Problème : on nous explique rarement comment jouer ça. Pour Les griffes de la corruption, la campagne Black Crusade, c'est même pire : alors que c'est le coeur de gameplay de ce qu'on fait, rien n'est prévu d'autre que "faites au mieux". Je ne parle pas de système de jeu, là, effectivement, c'est assez délicat de proposer quelque chose de mieux que "faites au mieux" sur ce plan (généralement on a des trucs à base de points à accumuler, pas fous et rarement intéressant).
Non, là je parle de gameplay au sens tout bête de : quels choix on fait, c'est quoi les enjeux, c'est quoi les leviers qu'on a, qu'est ce qu'on risque ?
Du coup, j'aimerai bien voir ce qui peut être fait sur ce thème. Ce que je vois pour l'instant permet de s'amuser un moment, mais je suis sûr qu'il y a moyen de développer beaucoup de jeu sur ce thème.
Identifier des points faibles : le plus évident, la première phase du gameplay d'une destabilisation. C'est quand on arrive, qu'on récolte les infos, en essayant de rester discret. Là, tout le gameplay de l'enquête est dispo, et il a pas mal été exploité dans le jeu de rôle. Vu qu'en plus, on doit se faire discret (une constante de ce thème), le principe du chasseur/chassé marche très bien.

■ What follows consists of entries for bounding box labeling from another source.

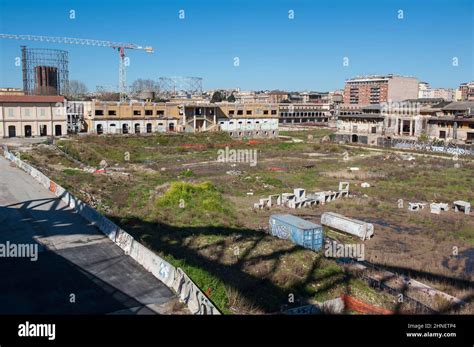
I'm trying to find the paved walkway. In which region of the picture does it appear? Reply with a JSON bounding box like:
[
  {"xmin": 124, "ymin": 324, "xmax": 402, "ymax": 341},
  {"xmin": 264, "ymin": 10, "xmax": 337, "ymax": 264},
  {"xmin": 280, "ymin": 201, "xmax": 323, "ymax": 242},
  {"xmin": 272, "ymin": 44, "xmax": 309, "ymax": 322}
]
[{"xmin": 0, "ymin": 157, "xmax": 187, "ymax": 314}]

Par exemple (spoiler d'Iron Gods, mais ça ne détruira pas votre plaisir de jeu) : quand on arrive en Varisie (le pays de medfan avec incursion scifi de Iron Gods), il y a deux centres de pouvoir, un roi et des vilains sorciers qui utilisent le matos technologique. Comprendre que les derniers contrôlent le premier et comment peu rendre le fait d'aller cogner le roi rends le fait d'aller le cogner bien plus sympa. Toutefois, chercher, c'est s'exposer aux vilains sorcier qui contrôlent tous les aspects de la vie du coin. A quel point on veut creuser et quel risque on prends (risquer d'exposer le réseau de résistants ? Est-ce qu'on pourra vaincre le roi à nous tout seul ? Quel niveau d'attention on veut de la part des vilains sorciers et surtout, qu'est-ce qu'il se passe si ils nous gaulent ?) c'est intéressant pour moi à jouer, et ça demande de se poser des questions avant et pendant la partie.

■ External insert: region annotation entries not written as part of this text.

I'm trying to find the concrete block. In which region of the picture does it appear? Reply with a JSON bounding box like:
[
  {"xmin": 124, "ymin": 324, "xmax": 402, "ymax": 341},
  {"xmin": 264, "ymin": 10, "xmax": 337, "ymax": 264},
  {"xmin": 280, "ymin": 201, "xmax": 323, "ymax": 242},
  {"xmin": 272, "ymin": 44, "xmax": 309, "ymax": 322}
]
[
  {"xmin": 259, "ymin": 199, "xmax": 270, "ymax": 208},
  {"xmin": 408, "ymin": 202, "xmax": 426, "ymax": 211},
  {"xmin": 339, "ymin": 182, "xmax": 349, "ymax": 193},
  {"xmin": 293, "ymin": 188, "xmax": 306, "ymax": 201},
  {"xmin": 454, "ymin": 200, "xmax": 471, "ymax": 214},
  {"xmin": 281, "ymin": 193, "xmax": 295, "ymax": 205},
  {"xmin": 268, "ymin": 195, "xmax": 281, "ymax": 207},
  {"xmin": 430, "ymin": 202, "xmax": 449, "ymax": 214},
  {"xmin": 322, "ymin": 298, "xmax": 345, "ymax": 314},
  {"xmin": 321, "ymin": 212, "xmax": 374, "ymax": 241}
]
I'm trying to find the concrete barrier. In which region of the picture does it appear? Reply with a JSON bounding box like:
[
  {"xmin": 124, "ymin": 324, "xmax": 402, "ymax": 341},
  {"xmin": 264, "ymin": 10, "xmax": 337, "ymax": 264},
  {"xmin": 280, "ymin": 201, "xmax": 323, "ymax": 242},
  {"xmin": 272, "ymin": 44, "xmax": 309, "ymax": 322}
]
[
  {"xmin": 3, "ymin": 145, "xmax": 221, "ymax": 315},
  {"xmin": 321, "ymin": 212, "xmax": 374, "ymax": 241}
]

Rassembler des ressources : matériel, planques, recrues... Il y a de quoi faire, mais le risque de tomber dans du jeu de gestion est toujours là. Pour moi, c'est un risque parce que c'est moyen drôle en jdr, comparé au jeu vidéo. Plutôt que de faire du tableur excel et du compte d'épicier, je trouve plus intéressant de jouer de la grand strategy, c'est à dire des choix "meta" pour savoir où on va, ce qu'on veut faire, où on met nos priorités (plus de recrues, de la lutte armée, de la communication ?). Non seulement, c'est du choix des joueurs qui aura une influence sur la suite, sur ce qu'on va jouer ensuite, mais surtout, ça peut être du choix informé. Avec le point précédent, on peut savoir ce que va donner telle ou telle stratégie et telle ou telle utilisation de ressources. Vu que les PJs auront besoin d'avoir des alliés (voir point suivant), ça peut même être ces alliés qui les informent sur les choix qui vont faire, souvent avec leur subjectivité, pour en faire des choix emotionnels.

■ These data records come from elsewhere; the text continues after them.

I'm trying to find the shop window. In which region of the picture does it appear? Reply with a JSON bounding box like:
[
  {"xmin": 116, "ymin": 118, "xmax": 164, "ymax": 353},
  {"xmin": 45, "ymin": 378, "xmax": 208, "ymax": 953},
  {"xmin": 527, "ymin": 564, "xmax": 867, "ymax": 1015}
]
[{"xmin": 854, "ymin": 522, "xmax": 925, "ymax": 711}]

Par exemple : quand on joue à Lady Rossa, le hack de Lady Blackbird pour jouer des Brigades Rouges (paru dans [i}Di6dent #14[/i]), le moment où on bascule dans la lutte armée, comment et qu'est ce qu'on a communiqué avant, c'est super intéressant. Voir même ça détermine notre niveau d'uchronie, les Brigades Rouges réelles ayant fait le choix réel et presque philosophique d'agir d'une manière qui choque et sans avoir à s'expliquer. Un groupe qui mène des actions non-violentes mais en s'entourant d'experts de communications peut obtenir des résultats fortement différents, par exemple où la bataille aura lieu sur le terrain médiatique, contrairement à une lutte armée qui finira aux abois. La stratégie globale défini la suite du jeu.
Créer un réseau : vu l'amour des jeux hype pour les "relation maps" (schémas actantiels, en vrai), ça m'étonne que la déstabilisation ne soit pas plus jouée. Dans ce genre de cadre, on peut vraiment faire de l'ambigüe. Le principe d'avoir des espions (plus ou moins formés) qui cherchent à renverser un régime, c'est qu'il n'y aura jamais de vrais alliés et de vrais ennemis. Tous les PNJs vont se jouer en niveau de gris, les PJs choisissent la confiance qu'ils accordent à chacun et beaucoup de situation ne se débloqueront qu'en faisant d'un ennemi un allié. On peut donc déployer joyeusement tout le gameplay de diplomatie, lui aussi bien exploité en jeu de rôle.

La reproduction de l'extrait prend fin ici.